What factors increase the likelihood of female infertility?
Among the factors that increase a woman’s risk of infertility are:
• advancing age
• having excess weight or being obese
• being underweight
• experiencing extreme weight fluctuations
• smoking cigarettes
• consuming alcohol in excess
• enduring intense physical or emotional stress Contracting sexually transmitted infections such as gonorrhea or chlamydia, which can harm the female reproductive system
• Receiving chemotherapy or radiation therapy
What factors increase the risk of male infertility?

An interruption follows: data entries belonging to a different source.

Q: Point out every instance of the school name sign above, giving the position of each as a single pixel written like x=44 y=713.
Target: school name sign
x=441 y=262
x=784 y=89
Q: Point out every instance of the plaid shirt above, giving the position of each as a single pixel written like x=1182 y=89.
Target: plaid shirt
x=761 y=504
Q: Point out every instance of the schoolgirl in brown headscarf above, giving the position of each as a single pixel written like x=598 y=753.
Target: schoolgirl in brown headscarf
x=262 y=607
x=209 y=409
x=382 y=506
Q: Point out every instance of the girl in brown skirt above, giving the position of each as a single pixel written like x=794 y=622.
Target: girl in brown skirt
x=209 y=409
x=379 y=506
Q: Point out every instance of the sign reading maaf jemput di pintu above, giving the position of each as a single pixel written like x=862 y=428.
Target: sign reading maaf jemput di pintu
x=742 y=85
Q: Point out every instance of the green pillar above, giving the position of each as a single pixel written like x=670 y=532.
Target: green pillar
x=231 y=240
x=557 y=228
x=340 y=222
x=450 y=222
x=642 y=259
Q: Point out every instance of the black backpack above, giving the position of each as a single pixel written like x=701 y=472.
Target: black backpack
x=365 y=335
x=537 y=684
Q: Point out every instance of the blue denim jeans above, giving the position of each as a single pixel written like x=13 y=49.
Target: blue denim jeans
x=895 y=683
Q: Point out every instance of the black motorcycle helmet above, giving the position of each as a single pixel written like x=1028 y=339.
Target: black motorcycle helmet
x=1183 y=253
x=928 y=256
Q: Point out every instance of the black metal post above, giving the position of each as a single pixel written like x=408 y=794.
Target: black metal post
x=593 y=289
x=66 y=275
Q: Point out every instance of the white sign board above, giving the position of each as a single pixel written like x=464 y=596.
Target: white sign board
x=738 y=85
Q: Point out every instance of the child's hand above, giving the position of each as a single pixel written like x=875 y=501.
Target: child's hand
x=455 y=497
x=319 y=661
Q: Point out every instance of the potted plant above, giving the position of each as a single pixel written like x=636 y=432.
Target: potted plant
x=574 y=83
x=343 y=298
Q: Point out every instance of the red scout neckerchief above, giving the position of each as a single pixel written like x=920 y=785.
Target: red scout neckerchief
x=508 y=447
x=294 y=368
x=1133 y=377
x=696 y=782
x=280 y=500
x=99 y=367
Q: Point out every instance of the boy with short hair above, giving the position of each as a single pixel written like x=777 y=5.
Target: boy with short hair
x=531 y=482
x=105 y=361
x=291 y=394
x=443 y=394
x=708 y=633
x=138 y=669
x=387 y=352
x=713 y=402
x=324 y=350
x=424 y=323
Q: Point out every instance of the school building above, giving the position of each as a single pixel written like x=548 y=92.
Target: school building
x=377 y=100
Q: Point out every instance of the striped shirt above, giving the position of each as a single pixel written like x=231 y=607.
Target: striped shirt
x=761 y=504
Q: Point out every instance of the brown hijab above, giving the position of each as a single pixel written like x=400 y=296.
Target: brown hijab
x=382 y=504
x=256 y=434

These factors can increase the risk of infertility in men:
• advancing age
• having excess weight or being obese
• smoking cigarettes
• consuming alcohol in excess
• The abuse of marijuana, opioids, and cocaine
• the use of anabolic steroids
Being treated with chemotherapy or radiation while being exposed to heavy metals, pesticides, and fungicides.
Is infertility curable?
This question’s answer depends on the source of a person’s fertility concerns. In many instances, fertility issues can be addressed through a variety of methods, which may include:
• IVF and ICSI are forms of assisted reproduction.
If you are experiencing fertility issues, your doctor can provide you with a more accurate pregnancy prognosis.
Can you increase your fertility?
Making healthy lifestyle choices, in general, can help to increase fertility. These are some examples:
• consuming a well-balanced diet that:
• focuses on whole grains, fresh fruits and vegetables, and healthy fats
• focuses on antioxidant foods
• encourages the consumption of fiber and folate
• substitutes plant-based proteins for animal proteins
• uses high high-fat rather than low fat low-fat
• restricts the consumption of saturated and trans fats
• Consider taking a multivitamin on a daily
• controlling your weight if you are overweight or obese
• attempting to exercise most days of the week while avoiding overuse
• discovering methods to reduce stress in your daily life
• lowering or eliminating alcohol consumption
• If you drink alcohol, you should
• reducing your caffeine consumption, if you consume caffeine
• If you smoke, you should consider quitting.
Do infertile women have menstrual cycles?
Yes, while some causes of fertility issues may interfere with a female’s period, many women with these concerns still have menstrual periods.
Both males and females can experience infertility due to genetics. There are numerous distinct medical conditions or genetic disorders that can result in infertility.
Make an appointment with your doctor if you’re still having trouble conceiving after a year of trying (or six months if you’re 35 or older). They can run several tests to determine the root of your infertility. Your doctor will inform you of possible treatments if you are found to have a genetic disorder that affects fertility. There are many options available to you for starting a family, even though this time may feel overwhelming or frustrating.